Cambodian History: Part 2

Cambodia was once a much larger kingdom called Angkor, and was strongly influenced by Buddhism and Indian civilization. The Khmer people are a major ethnic group in Cambodia and speak a language also known as Khmer. Their history of being victimized by aggressive neighbors engendered a persistent suspicion among the elites and commoners of Cambodia that there existed Thai and Vietnamese designs to conquer/colonize Cambodia. Such worries surfaced again during the 1970s, and would be taken advantage of by the Khmer Rouge.

France made Cambodia into a French protectorate in 1863 and amalgamated parts of Vietnam and Laos into an entity called “French Indochina”. In 1940, the French put a 19-year-old prince named Norodom Siihanouk on the throne because they thought he could be more easily manipulated.
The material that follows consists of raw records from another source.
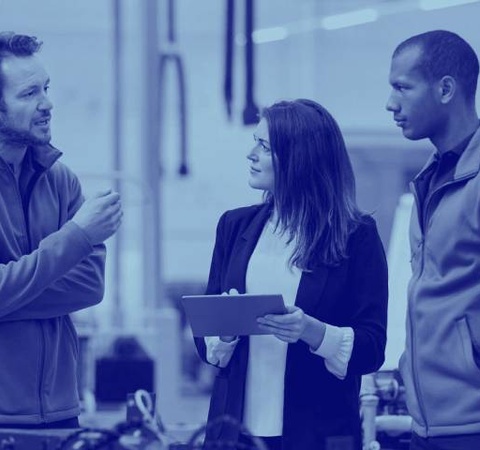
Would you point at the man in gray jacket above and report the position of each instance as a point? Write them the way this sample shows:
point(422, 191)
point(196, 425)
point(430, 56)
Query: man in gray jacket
point(434, 78)
point(52, 254)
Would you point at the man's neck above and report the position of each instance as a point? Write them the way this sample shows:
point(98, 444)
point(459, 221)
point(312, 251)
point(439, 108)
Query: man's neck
point(457, 129)
point(12, 154)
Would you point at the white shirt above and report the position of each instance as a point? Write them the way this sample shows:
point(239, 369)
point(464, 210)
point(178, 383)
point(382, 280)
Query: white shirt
point(268, 273)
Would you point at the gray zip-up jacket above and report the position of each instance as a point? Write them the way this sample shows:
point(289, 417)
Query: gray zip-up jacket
point(48, 269)
point(439, 369)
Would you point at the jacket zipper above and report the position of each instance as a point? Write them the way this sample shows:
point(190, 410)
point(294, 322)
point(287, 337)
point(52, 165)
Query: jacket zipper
point(423, 227)
point(25, 204)
point(412, 340)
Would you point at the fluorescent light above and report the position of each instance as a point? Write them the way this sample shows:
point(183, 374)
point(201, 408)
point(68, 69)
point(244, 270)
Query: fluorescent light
point(428, 5)
point(350, 19)
point(269, 35)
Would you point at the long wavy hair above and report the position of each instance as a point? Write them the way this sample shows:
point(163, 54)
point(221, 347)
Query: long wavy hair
point(314, 193)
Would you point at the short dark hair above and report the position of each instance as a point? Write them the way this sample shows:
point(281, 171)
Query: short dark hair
point(445, 53)
point(12, 44)
point(314, 182)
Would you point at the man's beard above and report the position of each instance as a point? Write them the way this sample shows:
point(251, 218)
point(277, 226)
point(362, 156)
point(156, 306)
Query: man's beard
point(15, 137)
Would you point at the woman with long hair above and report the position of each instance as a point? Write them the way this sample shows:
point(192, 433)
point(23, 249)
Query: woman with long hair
point(297, 387)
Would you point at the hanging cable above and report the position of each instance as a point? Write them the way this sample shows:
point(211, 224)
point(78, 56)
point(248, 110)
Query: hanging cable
point(250, 110)
point(174, 59)
point(229, 48)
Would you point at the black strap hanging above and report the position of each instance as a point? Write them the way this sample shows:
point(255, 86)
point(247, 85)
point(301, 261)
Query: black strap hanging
point(173, 58)
point(229, 46)
point(250, 111)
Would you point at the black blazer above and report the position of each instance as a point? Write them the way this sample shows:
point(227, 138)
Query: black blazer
point(317, 405)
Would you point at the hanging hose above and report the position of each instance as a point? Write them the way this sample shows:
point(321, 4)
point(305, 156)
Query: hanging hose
point(174, 59)
point(250, 111)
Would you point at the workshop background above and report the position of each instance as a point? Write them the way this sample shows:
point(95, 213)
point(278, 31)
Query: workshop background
point(156, 98)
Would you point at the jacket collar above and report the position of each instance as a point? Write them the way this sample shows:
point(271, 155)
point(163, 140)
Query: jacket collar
point(468, 164)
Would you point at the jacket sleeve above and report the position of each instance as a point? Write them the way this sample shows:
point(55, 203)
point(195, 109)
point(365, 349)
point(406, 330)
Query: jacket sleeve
point(64, 274)
point(369, 290)
point(214, 277)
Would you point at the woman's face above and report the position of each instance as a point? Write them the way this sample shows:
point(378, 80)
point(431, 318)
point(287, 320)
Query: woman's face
point(262, 175)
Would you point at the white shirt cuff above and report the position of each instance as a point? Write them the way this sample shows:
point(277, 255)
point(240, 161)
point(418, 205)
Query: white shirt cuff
point(336, 348)
point(219, 352)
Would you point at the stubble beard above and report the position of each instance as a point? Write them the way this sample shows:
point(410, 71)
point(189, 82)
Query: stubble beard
point(14, 137)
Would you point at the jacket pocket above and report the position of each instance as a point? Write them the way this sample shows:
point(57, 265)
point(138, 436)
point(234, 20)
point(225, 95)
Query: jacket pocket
point(72, 333)
point(467, 344)
point(218, 405)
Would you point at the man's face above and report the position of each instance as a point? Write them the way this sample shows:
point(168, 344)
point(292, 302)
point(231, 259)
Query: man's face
point(25, 106)
point(416, 107)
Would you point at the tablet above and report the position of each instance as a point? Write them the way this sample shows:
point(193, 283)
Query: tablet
point(230, 315)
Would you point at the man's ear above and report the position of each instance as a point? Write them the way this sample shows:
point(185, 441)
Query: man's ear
point(447, 88)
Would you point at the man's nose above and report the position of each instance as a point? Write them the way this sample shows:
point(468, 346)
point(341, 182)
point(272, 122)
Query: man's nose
point(45, 103)
point(392, 105)
point(252, 156)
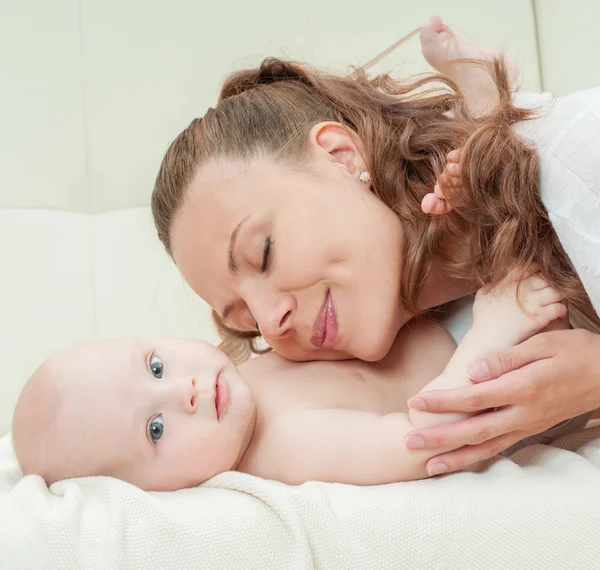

Japan gained control over Cambodia during WWII but did not have to use military force to gain control over French Indochina, and thus Japan is not considered to have formally colonized this region. Instead of using military force, they signed an agreement with the French government to let Japan station and move troops through its colonies in Indochina in exchange for allowing French colonial administrators to remain in their posts. In March of 1945, the Japanese encouraged the local elite in the “French Indochina” region to declare their independence; King Sihanouk did so, but the French soon returned to successfully re-colonize Indochina.

The First Indochina War lasted from 1946 to 1954, and was an anticolonial conflict that the Vietnamese fought against the French. During this time, starting in 1953, Sihanouk embarked on a world tour to promote independence for Cambodia. Bogged down by the war in Vietnam, the French granted independence to both Cambodia and Laos as they were considered less important than Vietnam. However, this independence was incomplete – France retained the right to control the economies and foreign relations of the two countries. Eventually, the 1954 Geneva Agreements that settled the First Indochina War did affirm Cambodian full independence and territorial integrity.

King Sihanouk abdicated the throne in 1955 to participate in politics, and in the process, installed his father as the ceremonial head of state. Sihanouk’s politics kept Cambodia neutral during the Cold War, broke off diplomatic relations with the U.S. in 1967, maintained peaceful relationships with China as he thought it would become the dominant power in Asia, and dealt harshly with the communists in Cambodia.